Sunday, June 29, 2014

Do Print Shops Need Big Data?



Many print shop owners cringe at the mere mention of anything that includes the word or the concept of data. If you react the same way, you’d better get over it. Marketing and communications are now almost completely reliant upon and driven by data. As simple evidence, we now have what’s called “Big Data” and even “Little Data”. Business cards, letterhead and the like will always be part of the printing business, but opportunity and growth are in those products incorporating the use and management of data. Not convinced? Don’t care? Perhaps the following will change your view about data…

Collecting and applying data to find and cultivate buyers, members, donations, etc. for products and services has become its own industry. A groundbreaking 2013 study developed under the auspices of the Direct Marketing Association (DMA) concludes that the data-driven marketing economy (DDME) in U.S. was worth $165 billion and involved some 675,000 jobs in 2012. It also suggests that small business and innovation are the biggest beneficiaries of the DDME:

“Thanks to data, startups and small businesses today face lower barriers to market entry than they have since the 1870s. The exchange of data enables small businesses to compete effectively with big players, allowing new market entrants to challenge mature players." 

You can download the study, “The Value of Data: Consequences for Insight, Innovation, and Efficiency in the U.S. Economy”. The summary (4 pp) is here… | The full study (105 pp) is here… 

You’ll see that data in the DDME isn’t financial, accounting or transactional data. It is data needed to communicate…seller to buyer…maker to user…marketer to consumer. It’s data businesses of all sizes use to reach and motivate their target audiences. Many of these businesses can be customers, if you are willing and able to help them use their data. The DDME study explains: 

“Today, data-driven marketers still spend more on the postal channel [direct mail] than all digital channels [online] combined. In the current DDME, data is equally vital “offline” where the cost of interaction with a customer is much higher. By acquiring data, and using it for segmentation, targeting and measurement, marketers aim to reduce expenditures on non-valuable interactions as close as possible to zero, while ensuring that the expenditures they do make maximize the number of valuable interactions. The efficiency derived from smart use of data makes the process of marketing significantly more efficient.” 

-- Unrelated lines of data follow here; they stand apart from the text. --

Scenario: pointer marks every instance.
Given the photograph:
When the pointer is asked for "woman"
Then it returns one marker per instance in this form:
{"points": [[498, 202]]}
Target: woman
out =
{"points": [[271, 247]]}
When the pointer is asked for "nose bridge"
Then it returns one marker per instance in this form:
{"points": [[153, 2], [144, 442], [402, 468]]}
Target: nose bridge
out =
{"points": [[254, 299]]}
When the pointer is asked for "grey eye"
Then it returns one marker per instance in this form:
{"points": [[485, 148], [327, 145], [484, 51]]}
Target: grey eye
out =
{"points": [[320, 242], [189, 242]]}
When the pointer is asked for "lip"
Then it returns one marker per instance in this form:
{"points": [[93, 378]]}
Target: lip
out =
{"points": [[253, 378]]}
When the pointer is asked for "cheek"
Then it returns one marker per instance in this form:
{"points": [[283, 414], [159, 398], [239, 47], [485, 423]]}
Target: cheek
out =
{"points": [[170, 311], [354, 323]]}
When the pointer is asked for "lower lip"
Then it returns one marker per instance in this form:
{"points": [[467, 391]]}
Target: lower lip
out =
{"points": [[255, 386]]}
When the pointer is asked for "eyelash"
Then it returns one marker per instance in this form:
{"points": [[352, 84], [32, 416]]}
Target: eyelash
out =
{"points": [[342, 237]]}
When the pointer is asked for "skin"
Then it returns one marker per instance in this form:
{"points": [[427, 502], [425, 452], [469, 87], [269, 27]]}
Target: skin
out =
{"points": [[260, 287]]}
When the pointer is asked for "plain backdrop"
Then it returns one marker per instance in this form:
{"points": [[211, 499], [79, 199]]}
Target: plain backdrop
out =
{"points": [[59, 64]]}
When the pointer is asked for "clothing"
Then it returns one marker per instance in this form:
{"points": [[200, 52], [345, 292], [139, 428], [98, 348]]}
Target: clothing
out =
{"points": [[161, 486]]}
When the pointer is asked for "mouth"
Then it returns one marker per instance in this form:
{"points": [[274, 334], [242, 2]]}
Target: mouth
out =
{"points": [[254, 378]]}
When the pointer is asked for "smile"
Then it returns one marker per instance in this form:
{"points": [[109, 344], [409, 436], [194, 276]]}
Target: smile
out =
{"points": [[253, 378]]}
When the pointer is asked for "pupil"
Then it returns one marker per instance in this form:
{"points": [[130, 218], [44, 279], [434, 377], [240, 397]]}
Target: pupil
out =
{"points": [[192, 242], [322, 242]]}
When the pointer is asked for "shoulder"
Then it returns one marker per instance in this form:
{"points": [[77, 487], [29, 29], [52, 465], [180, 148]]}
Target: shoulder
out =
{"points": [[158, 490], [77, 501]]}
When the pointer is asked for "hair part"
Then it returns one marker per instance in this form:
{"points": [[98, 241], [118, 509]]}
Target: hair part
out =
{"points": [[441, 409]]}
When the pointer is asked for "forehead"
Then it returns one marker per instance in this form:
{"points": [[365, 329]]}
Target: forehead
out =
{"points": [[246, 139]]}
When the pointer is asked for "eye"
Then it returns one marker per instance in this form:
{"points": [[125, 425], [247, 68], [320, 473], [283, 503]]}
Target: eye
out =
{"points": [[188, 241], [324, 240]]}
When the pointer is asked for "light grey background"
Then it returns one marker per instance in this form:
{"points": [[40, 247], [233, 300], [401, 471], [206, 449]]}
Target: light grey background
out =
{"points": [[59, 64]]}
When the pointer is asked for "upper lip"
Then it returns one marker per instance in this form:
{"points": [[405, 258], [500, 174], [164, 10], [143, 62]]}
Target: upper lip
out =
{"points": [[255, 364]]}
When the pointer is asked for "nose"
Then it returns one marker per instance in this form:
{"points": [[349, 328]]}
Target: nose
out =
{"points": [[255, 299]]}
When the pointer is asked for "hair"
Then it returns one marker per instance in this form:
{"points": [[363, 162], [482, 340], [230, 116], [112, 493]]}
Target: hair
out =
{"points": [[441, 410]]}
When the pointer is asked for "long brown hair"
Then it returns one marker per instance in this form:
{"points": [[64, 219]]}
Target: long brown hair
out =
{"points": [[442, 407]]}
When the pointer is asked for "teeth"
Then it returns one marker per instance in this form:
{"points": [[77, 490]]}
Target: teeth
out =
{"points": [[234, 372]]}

Translated into simple English:Small businesses want to use data intelligently to target high potential customers and avoid low potential customers to maximize the return on money spent on direct mail. Unfortunately, many print shop owners ignore this because they don’t know how to deal with customer data. 

So we don’t leave you hanging…Big Data is a general term referring to data sets too humongous to be stored and managed with conventional techniques. Big Data is, for example, Amazon’s 237 million active customer accounts or the more than1 million sales transactions Walmart processes every hour. Little Data is all about you…how many calories you had for breakfast…how many minutes you watched what TV program…how often you do this…when you do that. You may not want to know that much about yourself, but there plenty of people who will do just about anything to get (and use/sell) all that information about you.

You don’t need to worry about Big Data or Little Data, but you do need to understand why and how your customers use data (or want to). There's no need to staff up or gear up to do data work…don’t waste your time and money…simply outsource all your customer data work to specialists. Differentiate your business the fast, easy and effective way by learning how to get things done rather than learning how to do them yourself.